Another example was my used oscilloscope. Buying second-hand things online is a gamble, and returning it is a major pain (get a cardboard box, arrange for the return and get and fill in a return label, be home to do the delivery). I went to a local shop instead. They hooked it up right in the shop to make sure it worked and to show me the basics of using it. And had there been a problem they would have come by in a car to pick it up directly. Much better. But Amazon did tell me which of the available models were better for me.
Trust the Computer. The Computer is your friend.
Let's say a reviewer for whatever reason wants to compare the item they are reviewing with some other product. When a search is done for THAT OTHER PRODUCT, the first product comes up in the Amazon search results, because, well, I don't know why - they thought (think?) they are being helpful, BUT THEY AREN'T.

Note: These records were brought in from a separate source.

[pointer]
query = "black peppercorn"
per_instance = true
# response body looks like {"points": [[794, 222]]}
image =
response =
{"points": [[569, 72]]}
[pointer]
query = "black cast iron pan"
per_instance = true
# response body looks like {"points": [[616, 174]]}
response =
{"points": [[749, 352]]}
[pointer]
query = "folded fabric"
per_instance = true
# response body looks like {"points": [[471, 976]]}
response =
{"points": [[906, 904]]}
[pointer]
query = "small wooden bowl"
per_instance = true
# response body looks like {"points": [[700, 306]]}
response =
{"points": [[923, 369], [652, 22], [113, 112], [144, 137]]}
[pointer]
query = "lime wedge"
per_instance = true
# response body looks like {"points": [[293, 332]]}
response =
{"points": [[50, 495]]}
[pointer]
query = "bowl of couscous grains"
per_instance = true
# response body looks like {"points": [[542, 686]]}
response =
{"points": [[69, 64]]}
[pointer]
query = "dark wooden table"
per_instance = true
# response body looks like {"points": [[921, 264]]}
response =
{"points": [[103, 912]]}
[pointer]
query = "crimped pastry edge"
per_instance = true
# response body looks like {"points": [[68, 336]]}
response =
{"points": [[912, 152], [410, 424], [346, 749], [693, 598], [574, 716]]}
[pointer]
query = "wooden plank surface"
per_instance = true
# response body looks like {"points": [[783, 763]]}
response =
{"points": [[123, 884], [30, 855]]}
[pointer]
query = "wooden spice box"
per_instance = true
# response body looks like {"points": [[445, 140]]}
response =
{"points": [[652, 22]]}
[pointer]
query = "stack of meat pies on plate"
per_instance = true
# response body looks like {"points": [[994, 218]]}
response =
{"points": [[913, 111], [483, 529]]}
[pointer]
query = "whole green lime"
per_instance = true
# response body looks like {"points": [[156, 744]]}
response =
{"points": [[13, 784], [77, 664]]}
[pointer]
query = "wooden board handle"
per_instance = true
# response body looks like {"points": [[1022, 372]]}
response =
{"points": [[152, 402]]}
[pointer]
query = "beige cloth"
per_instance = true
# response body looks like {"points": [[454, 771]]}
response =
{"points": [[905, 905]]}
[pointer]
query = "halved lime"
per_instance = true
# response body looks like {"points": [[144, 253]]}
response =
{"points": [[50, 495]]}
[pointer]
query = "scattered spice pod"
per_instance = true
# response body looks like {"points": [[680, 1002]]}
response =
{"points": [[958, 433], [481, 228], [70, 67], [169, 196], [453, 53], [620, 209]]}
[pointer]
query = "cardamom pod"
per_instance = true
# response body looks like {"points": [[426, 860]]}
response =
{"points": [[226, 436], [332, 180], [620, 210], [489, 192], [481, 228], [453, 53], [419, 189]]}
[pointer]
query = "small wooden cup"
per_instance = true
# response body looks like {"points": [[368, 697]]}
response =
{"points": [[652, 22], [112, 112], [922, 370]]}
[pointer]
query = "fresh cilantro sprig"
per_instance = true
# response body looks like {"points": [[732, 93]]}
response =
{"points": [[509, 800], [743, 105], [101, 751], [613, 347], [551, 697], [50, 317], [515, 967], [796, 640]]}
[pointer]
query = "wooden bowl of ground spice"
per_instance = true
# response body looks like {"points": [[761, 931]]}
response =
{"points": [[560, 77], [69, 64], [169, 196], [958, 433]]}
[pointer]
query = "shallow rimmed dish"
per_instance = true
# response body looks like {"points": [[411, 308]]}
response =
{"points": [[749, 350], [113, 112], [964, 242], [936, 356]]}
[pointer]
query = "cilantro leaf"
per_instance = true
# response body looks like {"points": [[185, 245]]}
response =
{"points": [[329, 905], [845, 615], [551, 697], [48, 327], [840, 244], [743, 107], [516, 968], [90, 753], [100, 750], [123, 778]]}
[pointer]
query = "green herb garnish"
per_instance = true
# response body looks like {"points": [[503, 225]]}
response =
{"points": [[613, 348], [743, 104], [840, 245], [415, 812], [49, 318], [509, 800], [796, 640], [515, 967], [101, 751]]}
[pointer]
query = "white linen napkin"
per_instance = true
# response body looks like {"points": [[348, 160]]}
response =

Who cares what someone writes in a product review when it comes to product search?
Example: Let's say I am searching for a very specific model or replacement part. I have the manufacturer part number and someone at some time has reviewed SOME OTHER THING and merely mentioned a comparison to the item I am looking for... Now that WRONG part is going to come up in my search result. Do you know how tedious it is to chase down false search results? I friggin' hate that.
With bad reviews, and then recreate them as clean products without any reviews. I've had this happen to a couple products I wrote bad reviews for. Polar in particular released the RC3 a couple years ago, and there were a ton of bad reviews about broken chest straps, broken buttons, GPS's that wouldn't lock up, etc.. Good luck finding any of those reviews, they changed the SKU (or something) a couple years back and all the old bad reviews (which were close to a 1 start rating) are no longer applied to the product. My review is still in my profile, but it links to a product which is "no longer available" even though you can find the RC3 still for sale on amazon.
Ebay sellers ship quicker, and 90% of the time are cheaper than amazon.
Not just people with problems review items now. With so few people in the work force, many people have all day with not much to do (seniors, stay at home moms...). Hence the very well done reviews. I've seen multi-page positive reviews that had to have taken an hour or two to write.